The graphic above summarizes the median 512x512 render speed (batch size 1) for various GPUs. Filtering is for single-GPU systems only, and for GPUs with more than 5 benchmarks only. Data is taken from this database (thank you vladmandic!). Graph is color-coded by manufacturer:
NVIDIA consumer (lime green)
NVIDIA workstation (dark green)
AMD (red)
Intel (blue), seems there's not enough data yet
This is an update/prettier visualization from my previous post using today's data.
It is very helpful to see this graph with laptop options included. Thank you!
Is it correct to call this a graph of the empirically measured, parallel computational power of each unit based on the state of software at the time of testing?
Also will the total available VRAM only determine the practical maximum resolution size? Does this apply to both image synthesis and upscaling in practice?
I imagine thermal throttling is a potential issue that could alter results.
Are there any other primary factors involved with choosing a GPU for SD such as the impact of the host bus configuration (PCIE × n)?
The link in the header post includes the methodology used to gather the data, but I don't think it fully answers your first question. I imagine there are a few important variables and a few ways to get variation in results for otherwise identical hardware (e.g. running odd versions of things or having the wrong/no optimizations selected). I tried to mitigate that by using medians and only taking cards with 5+ samples, but it's certainly not perfect. At least things seem to trend as you'd expect.
I'm really glad vladmandic made the extension & data available. It was super tough to find a graph like this that was remotely up-to-date. Maybe I'll try filtering by some other things in the near future, like optimization method, benchmark age (e.g. eliminating stuff prior to 2023), or VRAM amount.
For your last question, I'm not sure the host bus configuration is recorded -- you can see the entirety of what's in a benchmark dataset by scrolling through the database, and I don't see it. I suspect PCIE config does matter for a card on a given system, but that its impact is likely smaller than the choice of GPU itself. I'd definitely be curious to see how it breaks down, though, as my MoBo doesn't support PCIE 4.0, for example.

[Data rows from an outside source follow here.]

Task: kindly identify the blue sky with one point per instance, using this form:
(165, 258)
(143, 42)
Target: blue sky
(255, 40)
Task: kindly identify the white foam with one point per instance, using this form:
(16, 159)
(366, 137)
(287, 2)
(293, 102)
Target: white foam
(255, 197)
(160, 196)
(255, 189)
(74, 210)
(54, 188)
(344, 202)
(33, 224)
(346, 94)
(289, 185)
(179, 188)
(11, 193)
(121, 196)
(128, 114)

For your last question, I’m not sure the host bus configuration is recorded – you can see the entirety of what’s in a benchmark dataset by scrolling through the database, and I don’t see it. I suspect PCIE config does matter for a card on a given system, but that its impact is likely smaller than the choice of GPU itself. I’d definitely be curious to see how it breaks down, though, as my MoBo doesn’t support PCIE 4.0, for example.

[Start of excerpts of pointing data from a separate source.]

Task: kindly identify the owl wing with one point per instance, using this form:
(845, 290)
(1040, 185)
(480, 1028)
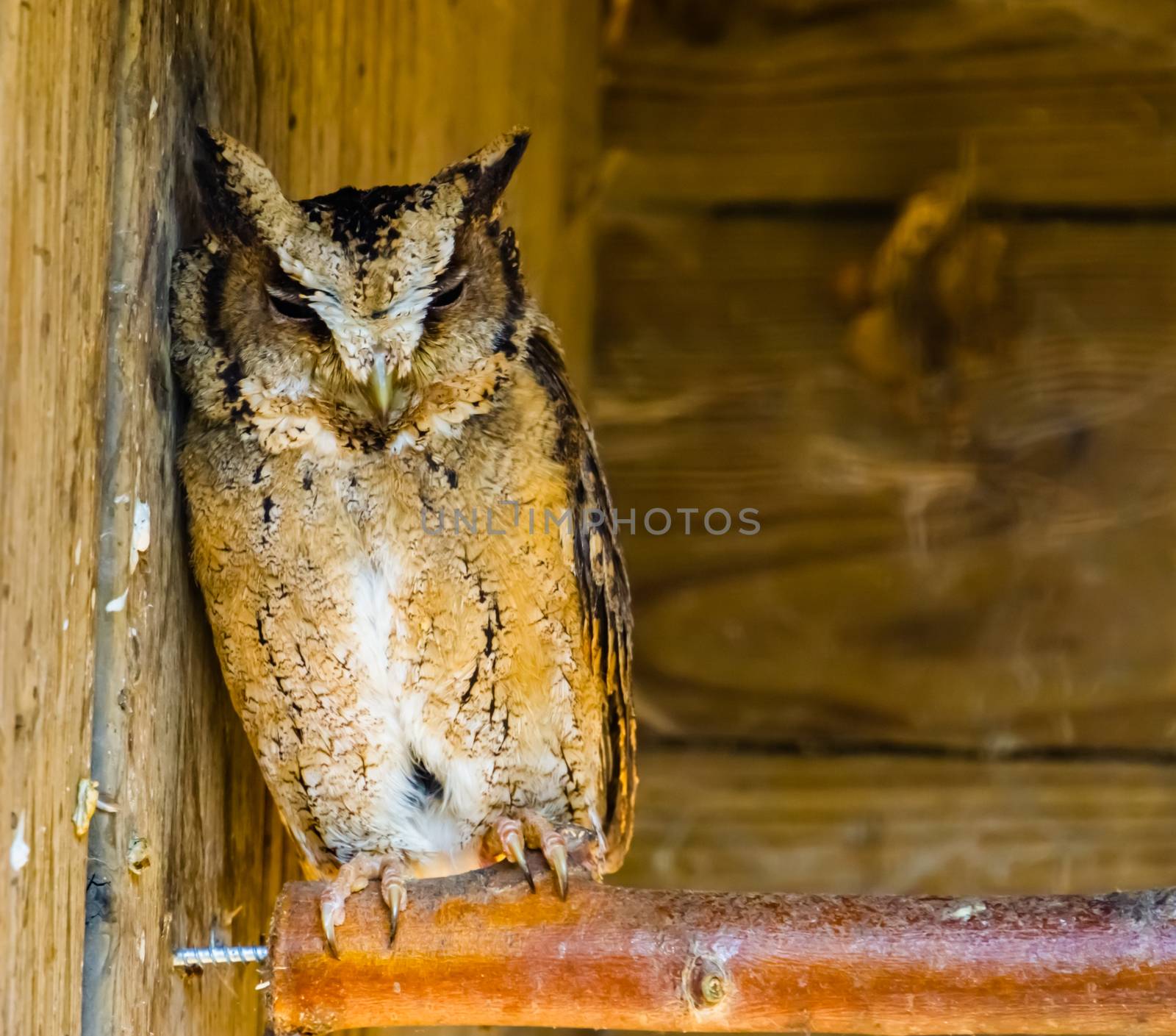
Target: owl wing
(605, 602)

I too would be interested to see how that breaks down. I'm sure that interface does have an impact on raw speed, but actually seeing what that looks like in terms of real life impact would be great to know. While I doubt there are many people who are specifically interested in running SD using an external GPU via Thunderbolt or whatever, for the sake of human knowledge it'd be great to know whether that is actually a viable approach.
Hey thanks again for sharing this. I spent all afternoon playing with the raw data. I just finished doing a spreadsheet of all of the ~700 entries for Linux hardware excluding stuff like LSFW. I spent way too long trying to figure out what the hash and HIPS numbers corelate to and trying to decipher which GPU's are likely from laptops. Maybe I'll get that list looking a bit better and post it on paste bin tomorrow. I didn't expect to see so many AMD cards on that list, or just how many high end cards are used. The most reassuring aspect for me to see are all of the generic kernels being used with Linux. There were several custom kernels, but most were the typical versions shipped with a LTS distro.
I'm a Windows caveman over here, but you should definitely post your Linux findings on here when you're ready! Also, if you have suggestions for how to slice this, I'd be happy to take a stab at it. This was a quick thing I did while ogling a GPU upgrade, so it's not my best work haha.
I made a post on c/Linux about this today (https://lemmy.world/post/1112621) and added a basic summary of the Linux specific data. I'm still trying to figure everything out myself. I had to brute force the github data for a few hours in Libra Calc (FOSS excel) to distil it down to something I could understand, but I still have a ton of questions.
Ultimately I've just been trying to figure out what the most powerful laptop graphics cards are and which ones have the most RAM. So far, it looks like the RTX3080Ti came in some laptops and has 16GB of RAM. Distilling out the full spectrum of laptop options is hard. Anyone really into Linux likely also wants to avoid nvidia as much as possible so navigating exactly where AMD is at right now is a big deal. (The AMD stuff is open source with good support from AMD while nvidia is just a terrible company that does not give a rats ass about the end user of their products.) I do not care if SD on AMD takes twice as long to do the same task as nvidia, so long as it can still do the same task. Open source means full ownership to me and that is more important in the long term.